Dernier élément de conclusion. Il faut signaler que la politique de libéralisation accompagnée de traitement social poursuivie depuis 1982 a donné lieu à un rapprochement majeur entre les deux camps structurant la politique française. Lorsqu’elle est au pouvoir, la droite, certes, prend différentes mesures libérales et « d’ajustement structurel », tandis que la gauche se consacre plutôt aux politiques de traitement social et de recrutement de fonctionnaires. Mais le fait remarquable est le suivant : aucun des deux camps ne remet substantiellement en cause les mesures prises par son adversaire. Mieux, la gauche a pu elle-même prendre des mesures d’inspiration libérale (à titre d’exemple le gouvernement conduit par M. Fabius premier ministre avait en son temps augmenté le taux de TVA et accru le nombre des ménages exonérés d’impôt sur le revenu) et la droite des mesures « sociales » (par exemple elle vient de créer le RSA). La répartition des rôles qui s’est mise en place ces trois dernières décennies entre la gauche et la droite masque donc, nous semble-t-il, leur accord profond sur les politiques économiques et sociales à conduire.

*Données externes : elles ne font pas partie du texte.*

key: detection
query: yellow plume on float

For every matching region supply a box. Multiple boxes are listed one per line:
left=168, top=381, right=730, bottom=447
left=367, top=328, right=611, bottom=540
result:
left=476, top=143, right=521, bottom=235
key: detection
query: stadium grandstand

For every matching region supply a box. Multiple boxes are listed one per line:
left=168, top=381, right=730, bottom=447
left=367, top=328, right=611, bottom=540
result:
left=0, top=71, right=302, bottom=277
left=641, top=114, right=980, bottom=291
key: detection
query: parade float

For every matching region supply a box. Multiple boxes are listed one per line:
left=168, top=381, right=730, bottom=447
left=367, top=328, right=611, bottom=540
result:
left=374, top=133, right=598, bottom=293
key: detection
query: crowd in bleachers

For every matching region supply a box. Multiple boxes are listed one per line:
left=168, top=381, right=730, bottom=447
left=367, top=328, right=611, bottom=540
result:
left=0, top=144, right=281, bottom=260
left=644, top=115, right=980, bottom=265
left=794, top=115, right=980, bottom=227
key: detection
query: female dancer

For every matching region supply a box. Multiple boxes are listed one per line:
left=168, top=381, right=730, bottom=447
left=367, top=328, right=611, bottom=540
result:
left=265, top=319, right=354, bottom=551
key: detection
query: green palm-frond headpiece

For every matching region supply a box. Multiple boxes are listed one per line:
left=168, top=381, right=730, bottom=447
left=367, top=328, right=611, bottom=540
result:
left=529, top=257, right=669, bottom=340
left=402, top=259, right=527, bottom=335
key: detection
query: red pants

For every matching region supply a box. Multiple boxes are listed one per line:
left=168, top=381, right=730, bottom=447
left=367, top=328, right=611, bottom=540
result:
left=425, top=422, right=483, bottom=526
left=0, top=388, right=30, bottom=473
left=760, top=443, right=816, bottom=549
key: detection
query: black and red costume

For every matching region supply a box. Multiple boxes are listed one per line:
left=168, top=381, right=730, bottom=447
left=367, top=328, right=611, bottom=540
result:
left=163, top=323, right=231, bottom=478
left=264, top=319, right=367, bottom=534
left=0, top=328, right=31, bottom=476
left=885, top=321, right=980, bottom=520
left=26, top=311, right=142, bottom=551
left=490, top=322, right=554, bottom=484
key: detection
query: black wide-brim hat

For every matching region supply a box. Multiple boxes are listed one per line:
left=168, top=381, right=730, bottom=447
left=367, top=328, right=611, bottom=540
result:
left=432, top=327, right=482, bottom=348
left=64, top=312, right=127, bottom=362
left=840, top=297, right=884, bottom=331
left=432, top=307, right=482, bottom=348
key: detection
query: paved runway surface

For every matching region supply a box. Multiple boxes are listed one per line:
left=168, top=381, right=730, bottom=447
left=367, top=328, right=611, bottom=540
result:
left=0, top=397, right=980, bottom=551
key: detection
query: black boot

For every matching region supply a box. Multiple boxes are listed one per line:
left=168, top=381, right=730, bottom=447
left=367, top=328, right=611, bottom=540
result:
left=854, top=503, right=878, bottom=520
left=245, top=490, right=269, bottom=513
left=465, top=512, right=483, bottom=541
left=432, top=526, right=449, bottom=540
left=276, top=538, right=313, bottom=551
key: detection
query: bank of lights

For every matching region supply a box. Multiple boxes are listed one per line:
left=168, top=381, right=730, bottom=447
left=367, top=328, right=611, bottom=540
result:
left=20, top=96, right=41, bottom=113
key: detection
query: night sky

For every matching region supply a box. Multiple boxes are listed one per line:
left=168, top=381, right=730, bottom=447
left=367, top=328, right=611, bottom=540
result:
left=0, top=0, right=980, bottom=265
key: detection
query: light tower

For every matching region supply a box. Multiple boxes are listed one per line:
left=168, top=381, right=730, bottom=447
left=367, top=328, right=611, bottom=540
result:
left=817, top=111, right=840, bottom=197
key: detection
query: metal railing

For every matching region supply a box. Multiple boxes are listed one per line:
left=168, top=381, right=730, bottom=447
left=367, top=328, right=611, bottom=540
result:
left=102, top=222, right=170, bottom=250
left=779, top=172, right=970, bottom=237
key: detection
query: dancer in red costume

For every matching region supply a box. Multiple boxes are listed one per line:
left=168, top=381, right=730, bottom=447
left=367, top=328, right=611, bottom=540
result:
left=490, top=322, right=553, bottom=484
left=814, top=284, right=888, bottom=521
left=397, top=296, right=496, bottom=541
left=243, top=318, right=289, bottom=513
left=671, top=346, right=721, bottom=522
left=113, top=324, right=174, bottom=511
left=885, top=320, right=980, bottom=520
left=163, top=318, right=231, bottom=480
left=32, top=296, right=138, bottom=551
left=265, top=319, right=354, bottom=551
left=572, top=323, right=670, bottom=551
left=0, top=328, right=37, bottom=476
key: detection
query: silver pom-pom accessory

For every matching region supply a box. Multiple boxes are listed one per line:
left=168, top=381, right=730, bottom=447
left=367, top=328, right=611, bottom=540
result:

La politique de libéralisation interne de l’économie française, sujet auquel était consacrée la présente tribune, s’est accompagnée également d’un processus de mondialisation du libéralisme ; de la poursuite de la construction européenne sur un mode libéral ; ainsi que d’une politique d’immigration massive, qui constitue en quelque sorte un processus de « délocalisation importée ». Tout cet ensemble cohérent a eu des effets majeurs sur la société française, qui est désormais profondément différente de celle des Trente glorieuses (notamment parce que la répartition de la richesse en son sein a été substantiellement modifiée). Ces différents points feront l’objet des prochains articles de cette série consacrée aux politiques économiques et sociales conduites depuis 1946.